I feel like telling my parents' that I have nowhere to go.
 

                                   

                                                                          ***

 

                        It was the moment that her face let go over every single muscle it was holding onto, unbuckled and smiled. That moment when Vanessa was walking down the staircase, each row our bodies clopping hard down, around, the staircase descending turning the corner. It was after the class period where I told her that her prose was so beautiful and so gorgeous that it gave my heart an erection.

 

            “I’m glad that was the only thing it made erect!!!” Thomas Palakeel laughing outloud, slapping his hand into the side of his knee. The class breaking out in laughter, tilting their heads back, cackling out golf ball sized hackles.

 

           

                                                                                 ***

 

 

“I will sleep with whoever I want!” She says, stammering.
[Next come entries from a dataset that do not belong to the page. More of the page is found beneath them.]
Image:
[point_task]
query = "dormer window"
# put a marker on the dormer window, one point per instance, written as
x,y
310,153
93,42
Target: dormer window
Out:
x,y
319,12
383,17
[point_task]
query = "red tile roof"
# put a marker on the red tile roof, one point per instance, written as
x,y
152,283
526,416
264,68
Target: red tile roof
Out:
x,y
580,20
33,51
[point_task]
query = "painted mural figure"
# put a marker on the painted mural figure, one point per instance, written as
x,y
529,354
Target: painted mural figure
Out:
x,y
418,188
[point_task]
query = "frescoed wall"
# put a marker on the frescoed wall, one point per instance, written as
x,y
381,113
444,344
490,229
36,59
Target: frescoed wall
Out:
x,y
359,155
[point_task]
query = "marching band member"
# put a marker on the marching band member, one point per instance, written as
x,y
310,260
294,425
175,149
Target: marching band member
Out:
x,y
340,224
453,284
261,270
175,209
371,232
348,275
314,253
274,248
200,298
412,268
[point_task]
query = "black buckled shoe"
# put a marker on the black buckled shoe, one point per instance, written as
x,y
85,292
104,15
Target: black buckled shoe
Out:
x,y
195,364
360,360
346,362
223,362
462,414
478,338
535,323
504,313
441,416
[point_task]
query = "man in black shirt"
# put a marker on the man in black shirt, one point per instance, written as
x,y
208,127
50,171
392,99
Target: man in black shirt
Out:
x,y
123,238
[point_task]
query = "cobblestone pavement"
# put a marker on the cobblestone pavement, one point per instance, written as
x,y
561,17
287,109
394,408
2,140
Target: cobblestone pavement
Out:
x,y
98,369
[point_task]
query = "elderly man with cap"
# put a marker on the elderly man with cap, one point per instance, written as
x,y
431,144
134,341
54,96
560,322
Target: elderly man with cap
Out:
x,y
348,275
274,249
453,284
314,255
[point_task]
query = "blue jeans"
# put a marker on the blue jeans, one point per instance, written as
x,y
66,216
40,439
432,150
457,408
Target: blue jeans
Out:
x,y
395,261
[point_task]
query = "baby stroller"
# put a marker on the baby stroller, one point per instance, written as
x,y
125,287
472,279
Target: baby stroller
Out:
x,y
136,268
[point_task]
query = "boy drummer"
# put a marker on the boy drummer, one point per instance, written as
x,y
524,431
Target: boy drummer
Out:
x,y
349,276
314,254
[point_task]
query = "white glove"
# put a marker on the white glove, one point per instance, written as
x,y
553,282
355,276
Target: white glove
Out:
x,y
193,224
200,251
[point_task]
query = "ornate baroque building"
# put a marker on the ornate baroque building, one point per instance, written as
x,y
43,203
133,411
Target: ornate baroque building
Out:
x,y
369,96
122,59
Tears, residual salt icicles still leak from the side of my eyes, leftover form the funeral. I tell her that she is free to do that. I inform her that our rapport, as lovely as it is, is based solely on trust, and that, even though our bodies sexually configure into one physiological heart, our bodies are still functioning separate entities. She continues to scold.

 
                                                                           ***
 

                      


 

            Dave has been in his bedroom all day watching Queer as Folk DVD. He is laconic and sips his pipe. Outfits are adjusted and we enter his 2001 Santa Fe SUV Jace got him such a good deal on. Inside the car he taps the radio nubs and twists back onto High Street. It is damp outside, the color of a tea bag thoroughly doused. He rounds the corner, turning from High onto Sheridan. The break light on his SUV nearly winks at the Stop octagon as he pushed the gas forward a block and a half, turns on Windham. Headed

He says. towards Campus town. A heavy reticence fills the car and breath begins to leak out of Dave’s throat. It is on the corner of Windham and Orange that the break like on the SUV pause for a minute and he puts the car on P. He is on my lap and tears are draining from his head.

 

            “I could be, I may be HIV positive.” He says, his face a flush of tears.